Vanillylmandelic acid
VMA (vanillyl mandelic acid) is the main final metabolite of catecholamines, excreted in the urine in large quantities. Measurement of urinary vanillylmandelic acid excretion has historically been considered the main screening test for pheochromocytoma. Determination of VMA or fractionated urinary catecholamines shows higher specificity but less sensitivity than measurement of urinary metanephrines in pheochromocytoma. Comprehensive testing of fractionated catecholamines, their intermediate and final metabolites in urine increases the sensitivity of screening for catecholamine-secreting tumors.

Homovanillic acid
HVA (homovanillic acid) is the main final metabolite of dopamine.
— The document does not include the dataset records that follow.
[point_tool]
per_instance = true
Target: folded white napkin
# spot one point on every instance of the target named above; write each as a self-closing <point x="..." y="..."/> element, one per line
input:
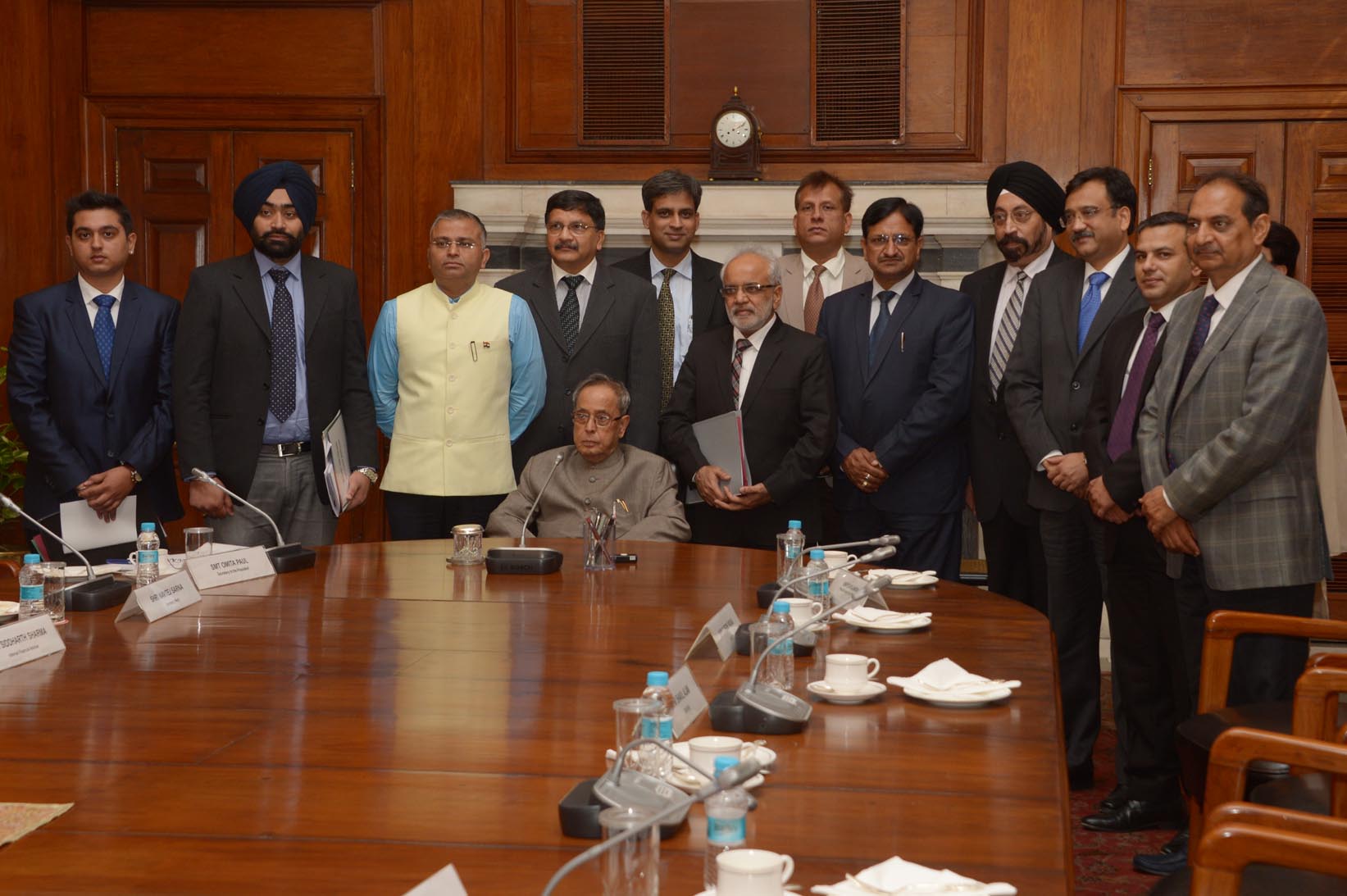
<point x="947" y="675"/>
<point x="896" y="873"/>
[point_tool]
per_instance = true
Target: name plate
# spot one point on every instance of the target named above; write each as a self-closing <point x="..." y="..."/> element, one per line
<point x="215" y="571"/>
<point x="721" y="630"/>
<point x="29" y="640"/>
<point x="159" y="598"/>
<point x="689" y="701"/>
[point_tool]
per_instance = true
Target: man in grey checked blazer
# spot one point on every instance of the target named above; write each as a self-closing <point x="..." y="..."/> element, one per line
<point x="1227" y="441"/>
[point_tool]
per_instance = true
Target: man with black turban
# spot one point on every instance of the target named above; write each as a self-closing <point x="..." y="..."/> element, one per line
<point x="1026" y="207"/>
<point x="270" y="348"/>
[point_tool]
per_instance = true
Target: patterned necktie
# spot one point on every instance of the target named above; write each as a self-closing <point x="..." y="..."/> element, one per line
<point x="737" y="366"/>
<point x="1007" y="332"/>
<point x="1124" y="422"/>
<point x="880" y="324"/>
<point x="102" y="332"/>
<point x="1089" y="307"/>
<point x="814" y="301"/>
<point x="666" y="321"/>
<point x="282" y="348"/>
<point x="571" y="312"/>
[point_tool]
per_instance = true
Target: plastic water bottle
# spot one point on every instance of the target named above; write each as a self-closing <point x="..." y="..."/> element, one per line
<point x="726" y="821"/>
<point x="818" y="581"/>
<point x="30" y="586"/>
<point x="779" y="666"/>
<point x="653" y="760"/>
<point x="792" y="544"/>
<point x="147" y="555"/>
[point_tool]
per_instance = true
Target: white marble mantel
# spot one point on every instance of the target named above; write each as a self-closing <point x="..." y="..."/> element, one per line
<point x="735" y="215"/>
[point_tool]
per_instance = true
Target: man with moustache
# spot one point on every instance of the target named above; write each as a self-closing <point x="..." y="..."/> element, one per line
<point x="1143" y="623"/>
<point x="271" y="347"/>
<point x="779" y="380"/>
<point x="89" y="376"/>
<point x="1026" y="205"/>
<point x="687" y="286"/>
<point x="903" y="364"/>
<point x="1049" y="383"/>
<point x="822" y="268"/>
<point x="590" y="318"/>
<point x="457" y="374"/>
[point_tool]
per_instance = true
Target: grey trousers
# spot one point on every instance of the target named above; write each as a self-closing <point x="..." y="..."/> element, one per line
<point x="284" y="488"/>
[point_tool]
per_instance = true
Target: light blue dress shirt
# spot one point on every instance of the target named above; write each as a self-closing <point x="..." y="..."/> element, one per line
<point x="527" y="375"/>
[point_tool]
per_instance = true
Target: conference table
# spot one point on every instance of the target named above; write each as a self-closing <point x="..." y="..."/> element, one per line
<point x="356" y="726"/>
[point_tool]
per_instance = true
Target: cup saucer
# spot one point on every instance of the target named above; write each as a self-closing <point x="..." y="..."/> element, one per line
<point x="869" y="690"/>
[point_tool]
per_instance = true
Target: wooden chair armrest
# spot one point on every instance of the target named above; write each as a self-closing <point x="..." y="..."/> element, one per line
<point x="1241" y="835"/>
<point x="1218" y="646"/>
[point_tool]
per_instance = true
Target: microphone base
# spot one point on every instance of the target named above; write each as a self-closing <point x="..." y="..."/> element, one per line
<point x="523" y="561"/>
<point x="98" y="594"/>
<point x="578" y="814"/>
<point x="290" y="558"/>
<point x="730" y="714"/>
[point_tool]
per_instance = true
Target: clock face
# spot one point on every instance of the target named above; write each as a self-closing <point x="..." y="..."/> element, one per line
<point x="733" y="130"/>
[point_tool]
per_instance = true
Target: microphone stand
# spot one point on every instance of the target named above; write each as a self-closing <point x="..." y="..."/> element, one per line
<point x="527" y="561"/>
<point x="284" y="558"/>
<point x="94" y="594"/>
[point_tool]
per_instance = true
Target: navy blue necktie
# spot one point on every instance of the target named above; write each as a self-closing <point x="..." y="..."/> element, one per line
<point x="102" y="332"/>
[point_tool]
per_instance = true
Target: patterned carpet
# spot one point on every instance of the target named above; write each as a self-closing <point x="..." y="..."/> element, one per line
<point x="1104" y="862"/>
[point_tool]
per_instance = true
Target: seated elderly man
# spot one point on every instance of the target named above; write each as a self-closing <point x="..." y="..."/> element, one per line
<point x="594" y="473"/>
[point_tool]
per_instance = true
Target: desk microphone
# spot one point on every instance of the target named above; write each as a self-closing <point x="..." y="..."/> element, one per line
<point x="284" y="558"/>
<point x="527" y="561"/>
<point x="94" y="594"/>
<point x="731" y="776"/>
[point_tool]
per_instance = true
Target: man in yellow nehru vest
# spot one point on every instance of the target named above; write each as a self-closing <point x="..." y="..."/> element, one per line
<point x="457" y="374"/>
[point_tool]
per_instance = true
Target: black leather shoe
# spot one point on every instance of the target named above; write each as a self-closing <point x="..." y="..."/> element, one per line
<point x="1135" y="816"/>
<point x="1172" y="857"/>
<point x="1116" y="798"/>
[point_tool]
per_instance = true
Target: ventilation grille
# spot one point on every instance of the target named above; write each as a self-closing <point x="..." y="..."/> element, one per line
<point x="858" y="70"/>
<point x="622" y="58"/>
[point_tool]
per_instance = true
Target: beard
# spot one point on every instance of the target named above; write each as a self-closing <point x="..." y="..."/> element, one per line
<point x="276" y="244"/>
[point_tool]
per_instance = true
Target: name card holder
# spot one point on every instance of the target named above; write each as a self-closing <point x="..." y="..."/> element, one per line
<point x="215" y="571"/>
<point x="29" y="640"/>
<point x="161" y="598"/>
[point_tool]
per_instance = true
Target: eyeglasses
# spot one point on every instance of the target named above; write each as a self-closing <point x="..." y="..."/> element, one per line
<point x="601" y="419"/>
<point x="464" y="245"/>
<point x="880" y="240"/>
<point x="1086" y="215"/>
<point x="578" y="228"/>
<point x="1020" y="216"/>
<point x="753" y="290"/>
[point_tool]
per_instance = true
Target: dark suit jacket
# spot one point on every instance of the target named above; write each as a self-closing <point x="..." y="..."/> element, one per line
<point x="77" y="422"/>
<point x="999" y="464"/>
<point x="1049" y="383"/>
<point x="708" y="303"/>
<point x="618" y="337"/>
<point x="788" y="416"/>
<point x="222" y="368"/>
<point x="1121" y="477"/>
<point x="909" y="408"/>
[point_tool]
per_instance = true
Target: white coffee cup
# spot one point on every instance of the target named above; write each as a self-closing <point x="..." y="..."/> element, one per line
<point x="803" y="609"/>
<point x="849" y="671"/>
<point x="837" y="559"/>
<point x="702" y="751"/>
<point x="752" y="872"/>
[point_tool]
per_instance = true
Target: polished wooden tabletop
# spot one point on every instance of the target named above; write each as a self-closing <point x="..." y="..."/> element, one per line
<point x="357" y="726"/>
The study is used in the diagnosis of catecholamine-secreting tumors, and is important in the diagnosis of neuroblastomas (the information content increases when used in combination with VMA). Used in studies related to the assessment of dopamine metabolism.

5-Hydroxyindoleacetic acid
5-HIAA (5-hydroxyindoleacetic acid) is the main metabolite of serotonin. Measurement of this serotonin metabolite is considered superior to serotonin itself in the diagnosis of abdominal carcinoid tumors. It is also used in a complex of in-depth studies for depression, migraines, monitoring the effectiveness of antidepressant therapy and other conditions associated with changes in the balance of serotonin.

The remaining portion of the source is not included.